Compare Benchmark Runs#
Generate side-by-side comparison plots from multiple benchmark runs on the Liander 2024 dataset.
Prerequisites: Run at least two models first (e.g. XGBoost + GBLinear via the XGBoost & GBLinear notebook).
What this does:
Loads results from multiple model runs (each stored in its own directory)
Computes metrics across all targets using
BenchmarkComparisonPipelineProduces comparison visualizations (boxplots, ranking tables, per-target breakdowns)
Setup#
Point at the result directories from your benchmark runs.
from pathlib import Path
from openstef_beam.analysis.models import RunName
from openstef_beam.benchmarking import BenchmarkComparisonPipeline, LocalBenchmarkStorage
from openstef_beam.benchmarking.benchmarks import create_liander2024_benchmark_runner
from openstef_beam.benchmarking.benchmarks.liander2024 import LIANDER2024_ANALYSIS_CONFIG
from openstef_beam.benchmarking.storage import BenchmarkStorage
BASE_DIR = Path()
OUTPUT_PATH = BASE_DIR / "./benchmark_results_comparison"
BENCHMARK_DIR_GBLINEAR = BASE_DIR / "benchmark_results" / "GBLinear"

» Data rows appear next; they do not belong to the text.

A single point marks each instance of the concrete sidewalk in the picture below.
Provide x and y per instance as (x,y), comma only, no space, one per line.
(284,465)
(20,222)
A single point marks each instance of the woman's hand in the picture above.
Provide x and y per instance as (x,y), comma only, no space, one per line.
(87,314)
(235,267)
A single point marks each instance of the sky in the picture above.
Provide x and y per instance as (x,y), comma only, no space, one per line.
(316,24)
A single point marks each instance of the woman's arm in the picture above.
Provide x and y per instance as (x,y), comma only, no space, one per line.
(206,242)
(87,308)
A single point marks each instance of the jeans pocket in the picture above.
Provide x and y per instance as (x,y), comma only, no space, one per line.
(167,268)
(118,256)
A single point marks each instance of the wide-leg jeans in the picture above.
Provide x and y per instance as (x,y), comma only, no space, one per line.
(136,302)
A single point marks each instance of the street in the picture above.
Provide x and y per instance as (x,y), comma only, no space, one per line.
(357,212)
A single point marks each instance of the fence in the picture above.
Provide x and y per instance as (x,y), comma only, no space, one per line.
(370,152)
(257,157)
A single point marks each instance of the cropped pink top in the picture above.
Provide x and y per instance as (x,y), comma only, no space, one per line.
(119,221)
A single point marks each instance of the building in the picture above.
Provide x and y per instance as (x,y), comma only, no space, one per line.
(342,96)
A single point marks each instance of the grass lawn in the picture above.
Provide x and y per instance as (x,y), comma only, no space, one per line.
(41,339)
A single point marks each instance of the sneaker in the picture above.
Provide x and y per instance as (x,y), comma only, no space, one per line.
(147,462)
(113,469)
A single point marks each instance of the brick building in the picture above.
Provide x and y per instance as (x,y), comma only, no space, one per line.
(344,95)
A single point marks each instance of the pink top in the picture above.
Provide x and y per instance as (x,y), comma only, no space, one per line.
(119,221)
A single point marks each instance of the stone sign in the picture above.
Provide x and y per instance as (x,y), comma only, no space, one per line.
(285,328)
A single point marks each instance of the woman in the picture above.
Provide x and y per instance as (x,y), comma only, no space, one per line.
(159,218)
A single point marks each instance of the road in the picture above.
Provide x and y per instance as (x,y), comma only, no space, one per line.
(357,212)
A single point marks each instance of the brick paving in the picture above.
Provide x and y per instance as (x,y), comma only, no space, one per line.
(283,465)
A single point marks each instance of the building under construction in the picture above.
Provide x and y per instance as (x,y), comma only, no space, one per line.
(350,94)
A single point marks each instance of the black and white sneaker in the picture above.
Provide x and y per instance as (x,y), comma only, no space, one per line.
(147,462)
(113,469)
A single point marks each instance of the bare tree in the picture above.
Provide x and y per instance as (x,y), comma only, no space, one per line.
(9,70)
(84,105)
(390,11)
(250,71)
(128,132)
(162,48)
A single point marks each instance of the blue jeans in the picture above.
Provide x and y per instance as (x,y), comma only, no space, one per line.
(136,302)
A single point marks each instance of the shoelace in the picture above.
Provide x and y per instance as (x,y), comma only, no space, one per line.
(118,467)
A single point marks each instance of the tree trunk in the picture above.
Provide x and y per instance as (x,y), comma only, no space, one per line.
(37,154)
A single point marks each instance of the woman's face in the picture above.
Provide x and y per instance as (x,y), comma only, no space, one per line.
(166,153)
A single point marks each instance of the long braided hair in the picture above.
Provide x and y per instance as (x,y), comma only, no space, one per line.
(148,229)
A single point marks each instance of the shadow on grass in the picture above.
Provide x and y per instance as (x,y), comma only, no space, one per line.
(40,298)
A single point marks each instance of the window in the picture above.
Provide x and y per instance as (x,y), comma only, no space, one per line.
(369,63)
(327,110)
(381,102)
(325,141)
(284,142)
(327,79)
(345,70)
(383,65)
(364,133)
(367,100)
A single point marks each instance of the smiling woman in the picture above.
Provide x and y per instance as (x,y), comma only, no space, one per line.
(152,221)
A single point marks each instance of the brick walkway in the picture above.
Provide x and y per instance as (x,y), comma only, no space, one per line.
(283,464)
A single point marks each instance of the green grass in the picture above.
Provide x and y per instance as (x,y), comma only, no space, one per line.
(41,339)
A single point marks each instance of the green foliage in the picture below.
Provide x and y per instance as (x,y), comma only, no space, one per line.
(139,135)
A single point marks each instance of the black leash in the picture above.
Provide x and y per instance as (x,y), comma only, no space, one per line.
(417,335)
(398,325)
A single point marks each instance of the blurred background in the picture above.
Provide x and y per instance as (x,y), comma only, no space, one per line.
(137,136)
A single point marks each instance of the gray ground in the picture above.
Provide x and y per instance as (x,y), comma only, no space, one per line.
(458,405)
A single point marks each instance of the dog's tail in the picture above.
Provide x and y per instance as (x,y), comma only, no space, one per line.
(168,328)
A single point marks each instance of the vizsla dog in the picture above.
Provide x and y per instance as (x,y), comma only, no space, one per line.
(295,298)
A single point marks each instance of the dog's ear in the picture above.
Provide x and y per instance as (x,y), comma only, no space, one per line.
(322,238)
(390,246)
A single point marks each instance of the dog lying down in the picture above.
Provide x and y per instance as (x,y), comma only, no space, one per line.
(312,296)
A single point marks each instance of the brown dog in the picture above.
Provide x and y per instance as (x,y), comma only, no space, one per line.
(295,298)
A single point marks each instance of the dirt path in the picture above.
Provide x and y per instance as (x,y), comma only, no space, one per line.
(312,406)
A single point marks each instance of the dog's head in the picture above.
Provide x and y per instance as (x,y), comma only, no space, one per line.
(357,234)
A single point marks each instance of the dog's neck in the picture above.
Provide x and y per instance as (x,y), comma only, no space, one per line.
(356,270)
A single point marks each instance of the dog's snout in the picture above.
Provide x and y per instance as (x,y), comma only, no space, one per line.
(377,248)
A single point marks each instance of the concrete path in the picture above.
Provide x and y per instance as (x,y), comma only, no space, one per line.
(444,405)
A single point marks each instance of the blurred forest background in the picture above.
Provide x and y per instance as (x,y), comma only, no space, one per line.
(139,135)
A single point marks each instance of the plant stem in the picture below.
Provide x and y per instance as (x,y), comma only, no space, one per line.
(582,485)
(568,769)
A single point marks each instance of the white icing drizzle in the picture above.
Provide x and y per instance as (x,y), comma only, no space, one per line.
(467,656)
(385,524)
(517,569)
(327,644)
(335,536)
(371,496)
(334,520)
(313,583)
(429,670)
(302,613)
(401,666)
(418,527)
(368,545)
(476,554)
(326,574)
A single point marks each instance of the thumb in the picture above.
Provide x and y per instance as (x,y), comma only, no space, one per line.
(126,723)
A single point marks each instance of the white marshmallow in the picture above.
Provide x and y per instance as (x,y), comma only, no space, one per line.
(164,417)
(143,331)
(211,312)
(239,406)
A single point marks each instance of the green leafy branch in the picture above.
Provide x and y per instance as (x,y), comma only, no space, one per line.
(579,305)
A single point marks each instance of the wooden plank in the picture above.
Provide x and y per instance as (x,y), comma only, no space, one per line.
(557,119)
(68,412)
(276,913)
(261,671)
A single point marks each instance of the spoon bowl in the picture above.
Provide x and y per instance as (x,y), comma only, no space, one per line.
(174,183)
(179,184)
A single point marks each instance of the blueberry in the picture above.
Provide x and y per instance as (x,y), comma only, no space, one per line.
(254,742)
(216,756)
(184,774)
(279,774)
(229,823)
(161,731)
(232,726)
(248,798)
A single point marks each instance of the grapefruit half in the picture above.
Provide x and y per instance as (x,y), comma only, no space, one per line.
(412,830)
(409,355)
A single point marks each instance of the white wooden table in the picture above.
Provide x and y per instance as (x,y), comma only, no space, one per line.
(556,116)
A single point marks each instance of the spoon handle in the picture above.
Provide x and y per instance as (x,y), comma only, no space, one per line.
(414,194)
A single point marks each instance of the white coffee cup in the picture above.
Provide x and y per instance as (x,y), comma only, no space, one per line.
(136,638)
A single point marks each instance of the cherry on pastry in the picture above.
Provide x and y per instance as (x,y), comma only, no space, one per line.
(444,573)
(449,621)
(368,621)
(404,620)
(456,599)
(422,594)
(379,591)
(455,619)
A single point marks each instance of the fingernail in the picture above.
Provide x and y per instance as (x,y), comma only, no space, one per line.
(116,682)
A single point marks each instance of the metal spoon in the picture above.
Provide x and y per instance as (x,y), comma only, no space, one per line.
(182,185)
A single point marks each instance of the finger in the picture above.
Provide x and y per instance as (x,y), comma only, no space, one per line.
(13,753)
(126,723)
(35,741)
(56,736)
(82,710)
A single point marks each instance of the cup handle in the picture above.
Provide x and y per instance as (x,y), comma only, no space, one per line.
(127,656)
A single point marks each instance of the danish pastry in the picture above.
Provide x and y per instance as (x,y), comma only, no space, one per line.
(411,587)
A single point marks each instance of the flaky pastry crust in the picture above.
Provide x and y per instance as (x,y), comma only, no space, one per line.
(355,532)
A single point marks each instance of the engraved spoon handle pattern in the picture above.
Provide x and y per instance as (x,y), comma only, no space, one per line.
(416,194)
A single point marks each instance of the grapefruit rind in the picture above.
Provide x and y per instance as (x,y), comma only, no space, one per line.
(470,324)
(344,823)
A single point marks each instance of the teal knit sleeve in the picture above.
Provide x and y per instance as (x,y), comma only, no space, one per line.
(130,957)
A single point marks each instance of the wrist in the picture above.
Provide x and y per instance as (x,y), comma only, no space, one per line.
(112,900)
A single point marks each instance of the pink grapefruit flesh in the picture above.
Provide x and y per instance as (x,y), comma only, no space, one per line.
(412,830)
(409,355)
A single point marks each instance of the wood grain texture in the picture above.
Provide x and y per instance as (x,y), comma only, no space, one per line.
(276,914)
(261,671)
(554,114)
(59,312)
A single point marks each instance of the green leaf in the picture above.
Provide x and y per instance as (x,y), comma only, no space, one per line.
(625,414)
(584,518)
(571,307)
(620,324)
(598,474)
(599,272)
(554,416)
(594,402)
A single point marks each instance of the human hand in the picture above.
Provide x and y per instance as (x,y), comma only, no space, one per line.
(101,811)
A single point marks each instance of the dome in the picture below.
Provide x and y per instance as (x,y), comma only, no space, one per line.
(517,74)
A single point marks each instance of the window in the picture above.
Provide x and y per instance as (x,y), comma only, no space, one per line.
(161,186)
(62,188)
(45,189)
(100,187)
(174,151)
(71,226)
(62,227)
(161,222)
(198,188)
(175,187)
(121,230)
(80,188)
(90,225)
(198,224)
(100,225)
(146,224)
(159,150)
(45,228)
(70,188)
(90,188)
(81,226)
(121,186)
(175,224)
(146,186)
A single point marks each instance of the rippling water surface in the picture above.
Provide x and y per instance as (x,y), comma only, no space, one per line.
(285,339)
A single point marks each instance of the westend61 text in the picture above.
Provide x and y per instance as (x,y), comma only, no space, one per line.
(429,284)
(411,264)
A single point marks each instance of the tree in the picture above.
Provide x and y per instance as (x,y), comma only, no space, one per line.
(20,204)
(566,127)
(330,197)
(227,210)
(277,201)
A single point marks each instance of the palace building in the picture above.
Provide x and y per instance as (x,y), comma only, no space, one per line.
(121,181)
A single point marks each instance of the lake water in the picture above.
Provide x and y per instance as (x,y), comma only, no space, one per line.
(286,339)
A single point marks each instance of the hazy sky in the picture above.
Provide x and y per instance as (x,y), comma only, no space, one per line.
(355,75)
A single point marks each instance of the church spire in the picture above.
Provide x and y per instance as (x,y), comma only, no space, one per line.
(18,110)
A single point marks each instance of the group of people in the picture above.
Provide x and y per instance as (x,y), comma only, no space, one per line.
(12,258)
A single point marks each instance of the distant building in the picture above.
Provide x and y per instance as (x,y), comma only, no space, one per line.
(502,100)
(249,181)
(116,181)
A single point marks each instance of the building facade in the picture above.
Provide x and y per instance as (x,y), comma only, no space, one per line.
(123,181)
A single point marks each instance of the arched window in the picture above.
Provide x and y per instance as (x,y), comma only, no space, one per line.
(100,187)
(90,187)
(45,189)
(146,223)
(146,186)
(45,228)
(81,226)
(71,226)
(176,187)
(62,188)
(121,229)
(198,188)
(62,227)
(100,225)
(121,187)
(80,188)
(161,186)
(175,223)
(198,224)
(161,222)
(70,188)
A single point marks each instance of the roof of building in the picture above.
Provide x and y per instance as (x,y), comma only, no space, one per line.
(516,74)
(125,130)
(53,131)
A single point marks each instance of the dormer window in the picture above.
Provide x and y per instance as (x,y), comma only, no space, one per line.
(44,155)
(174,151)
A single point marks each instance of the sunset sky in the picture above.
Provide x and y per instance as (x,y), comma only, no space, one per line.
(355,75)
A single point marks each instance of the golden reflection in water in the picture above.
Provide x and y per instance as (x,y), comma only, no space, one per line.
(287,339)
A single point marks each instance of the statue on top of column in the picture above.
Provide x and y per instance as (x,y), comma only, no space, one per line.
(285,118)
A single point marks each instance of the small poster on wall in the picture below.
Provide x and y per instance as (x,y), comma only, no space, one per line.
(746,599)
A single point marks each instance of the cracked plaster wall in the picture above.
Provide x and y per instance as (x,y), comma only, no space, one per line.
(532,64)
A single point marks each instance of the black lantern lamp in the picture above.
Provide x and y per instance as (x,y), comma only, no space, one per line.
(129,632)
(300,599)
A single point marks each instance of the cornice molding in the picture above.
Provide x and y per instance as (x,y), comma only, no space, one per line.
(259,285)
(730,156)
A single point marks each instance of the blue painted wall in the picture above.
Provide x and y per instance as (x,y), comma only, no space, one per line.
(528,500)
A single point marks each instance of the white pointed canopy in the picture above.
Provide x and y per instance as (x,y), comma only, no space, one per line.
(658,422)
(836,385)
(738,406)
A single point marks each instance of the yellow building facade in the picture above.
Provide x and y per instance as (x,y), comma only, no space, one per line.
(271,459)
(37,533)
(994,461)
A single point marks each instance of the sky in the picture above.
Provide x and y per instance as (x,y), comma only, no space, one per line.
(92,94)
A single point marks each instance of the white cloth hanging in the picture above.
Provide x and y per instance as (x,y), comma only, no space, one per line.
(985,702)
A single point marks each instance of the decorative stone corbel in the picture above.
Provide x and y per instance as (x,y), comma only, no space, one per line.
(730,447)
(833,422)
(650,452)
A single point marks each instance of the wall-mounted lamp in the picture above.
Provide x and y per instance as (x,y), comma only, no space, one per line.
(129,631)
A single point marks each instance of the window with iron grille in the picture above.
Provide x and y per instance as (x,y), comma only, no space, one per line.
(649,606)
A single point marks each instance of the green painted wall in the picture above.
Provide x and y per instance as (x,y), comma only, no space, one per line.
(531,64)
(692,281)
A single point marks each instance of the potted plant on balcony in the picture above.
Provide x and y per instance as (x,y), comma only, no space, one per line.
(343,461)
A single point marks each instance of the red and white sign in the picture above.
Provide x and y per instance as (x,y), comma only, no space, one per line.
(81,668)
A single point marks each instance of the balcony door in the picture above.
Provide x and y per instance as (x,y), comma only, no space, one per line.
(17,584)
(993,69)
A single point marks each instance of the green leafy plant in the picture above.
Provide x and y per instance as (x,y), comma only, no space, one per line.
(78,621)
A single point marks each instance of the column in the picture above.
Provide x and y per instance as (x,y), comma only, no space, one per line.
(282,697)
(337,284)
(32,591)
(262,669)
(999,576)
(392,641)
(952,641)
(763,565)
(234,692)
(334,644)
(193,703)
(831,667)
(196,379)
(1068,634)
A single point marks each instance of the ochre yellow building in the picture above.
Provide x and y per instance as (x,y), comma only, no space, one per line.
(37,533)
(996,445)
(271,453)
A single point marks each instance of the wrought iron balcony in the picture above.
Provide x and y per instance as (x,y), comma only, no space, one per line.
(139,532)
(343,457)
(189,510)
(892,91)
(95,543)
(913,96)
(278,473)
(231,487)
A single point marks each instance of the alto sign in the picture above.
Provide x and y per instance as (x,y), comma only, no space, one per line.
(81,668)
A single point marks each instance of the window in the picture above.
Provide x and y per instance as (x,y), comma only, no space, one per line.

BENCHMARK_DIR_XGBOOST = BASE_DIR / "benchmark_results" / "XGBoost"
Load run results#
Each run is identified by a name and backed by a LocalBenchmarkStorage that
points at the directory where that model’s results were saved.
check_dirs = [
BENCHMARK_DIR_GBLINEAR,
BENCHMARK_DIR_XGBOOST,
]
for dir_path in check_dirs:
if not dir_path.exists():
msg = f"Benchmark directory not found: {dir_path}. Make sure to run the benchmarks first."
raise FileNotFoundError(msg)
run_storages: dict[RunName, BenchmarkStorage] = {
"gblinear": LocalBenchmarkStorage(base_path=BENCHMARK_DIR_GBLINEAR),
"xgboost": LocalBenchmarkStorage(base_path=BENCHMARK_DIR_XGBOOST),
}
Run comparison#
The pipeline loads predictions from each run, re-evaluates them with the Liander 2024 analysis config, and produces comparison visualizations.
target_provider = create_liander2024_benchmark_runner(
storage=LocalBenchmarkStorage(base_path=OUTPUT_PATH),
).target_provider
comparison_pipeline = BenchmarkComparisonPipeline(
analysis_config=LIANDER2024_ANALYSIS_CONFIG,
storage=LocalBenchmarkStorage(base_path=OUTPUT_PATH),
target_provider=target_provider,
)
comparison_pipeline.run(run_data=run_storages)